The case made its way to the Supreme Court where a final decision was reached. Since the end of the case, the treasure has found a home at the National Museum of Subaquatic Archaeology in Cartagena.
Are There More Sunken Treasures?
Absolutely, especially considering the estimated number of undiscovered shipwrecks.
According to Popular Mechanics, James Delgado, director of the Maritime Heritage Program at the NOAA estimates that there are around a million known and undiscovered shipwrecks still submerged underwater.

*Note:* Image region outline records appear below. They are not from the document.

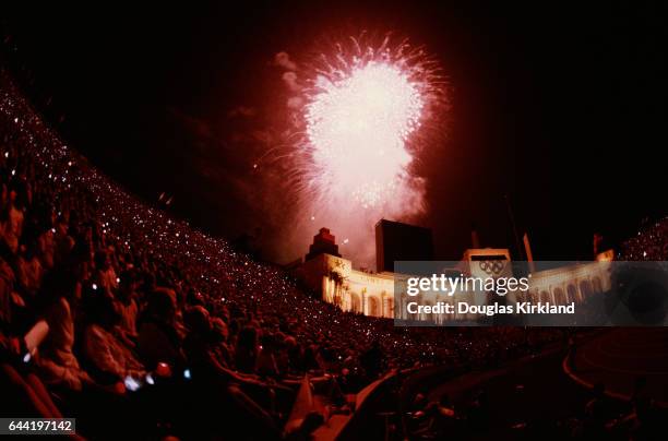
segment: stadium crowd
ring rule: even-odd
[[[76,416],[92,438],[132,426],[152,438],[276,439],[307,373],[345,407],[336,397],[392,369],[496,365],[563,338],[401,329],[322,302],[281,267],[130,195],[63,143],[7,72],[0,186],[2,416]],[[33,350],[23,336],[44,322]]]
[[[624,241],[619,258],[628,261],[668,260],[668,217],[645,225],[637,236]]]

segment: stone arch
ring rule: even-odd
[[[384,305],[384,315],[389,317],[389,318],[394,318],[394,298],[392,296],[387,296],[385,297],[385,305]]]
[[[361,312],[361,298],[357,293],[350,293],[350,311]]]
[[[569,286],[566,286],[566,298],[568,298],[569,303],[573,301],[578,301],[577,288],[575,287],[574,284],[569,284]]]
[[[593,293],[592,283],[588,279],[584,279],[580,282],[580,294],[583,299],[589,297]]]
[[[594,277],[593,285],[594,285],[594,293],[596,293],[596,294],[603,293],[603,283],[600,282],[600,277],[599,276],[595,276]]]
[[[565,305],[566,297],[565,297],[565,294],[563,294],[563,289],[561,289],[560,287],[557,287],[554,288],[552,293],[554,294],[554,302],[557,305]]]
[[[381,310],[380,310],[381,303],[380,303],[379,299],[377,297],[370,296],[367,299],[367,302],[368,302],[367,311],[369,312],[368,315],[380,317],[381,315]]]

Other researchers have suggested that it’s impossible to put a number on the number of shipwrecks that lay undiscovered by human beings, and therefore, an estimate on any possible lost treasure.
When asked to speculate about the monetary value of all the shipwrecks currently undiscovered, Scott Fischer, a treasure hunter from Key West Florida, said around $60 billion.
According to Popular Mechanics, he based this number on the average losses that Spanish ships incurred as they traveled from the Americas back to Europe.
But, Fischer does warn any would-be treasure hunters that the amount of money it takes to uncover such a valuable wreck, like the Nuestra Señora de las Mercedes, would be incredibly expensive and would likely not make the effort worthwhile.
How did the Black Swan ship sink?
The “Black Swan” ship, or the Nuestra Señora de las Mercedes, likely sank due to heavy weather and pump failure. The water leaked through the hull plants dooming the ship.
Was the Black Swan a real ship?
“Black Swan” was a code name used by Odyssey Marine Exploration to describe their recovery of the gold and silver coins from the Nuestra Señora de las Mercedes off the Portuguese coast.
Where is the Black Swan shipwreck?
The shipwreck is off the coast of Portugal. At the site, Odyssey Marine Exploration found the remains of the Nuestra Señora de las Mercedes (almost all of which were destroyed during the company’s retrieval of the treasure).
When did the Black Swan ship sink?
The “Black Swan” ship, the Nuestra Señora de las Mercedes, sank in 1804. The $500 million in treasure sat at the bottom of the ocean until Odyssey Marine Exploration removed it without the Spanish government’s consent.
Who found the Black Swan treasure?
Odyssey Marine Exploration, a Tampa, Florida-based company, discovered the treasure. More than 17 tons of gold and silver were removed from the site. This included 500,000 silver coins, other gold items, and jewels.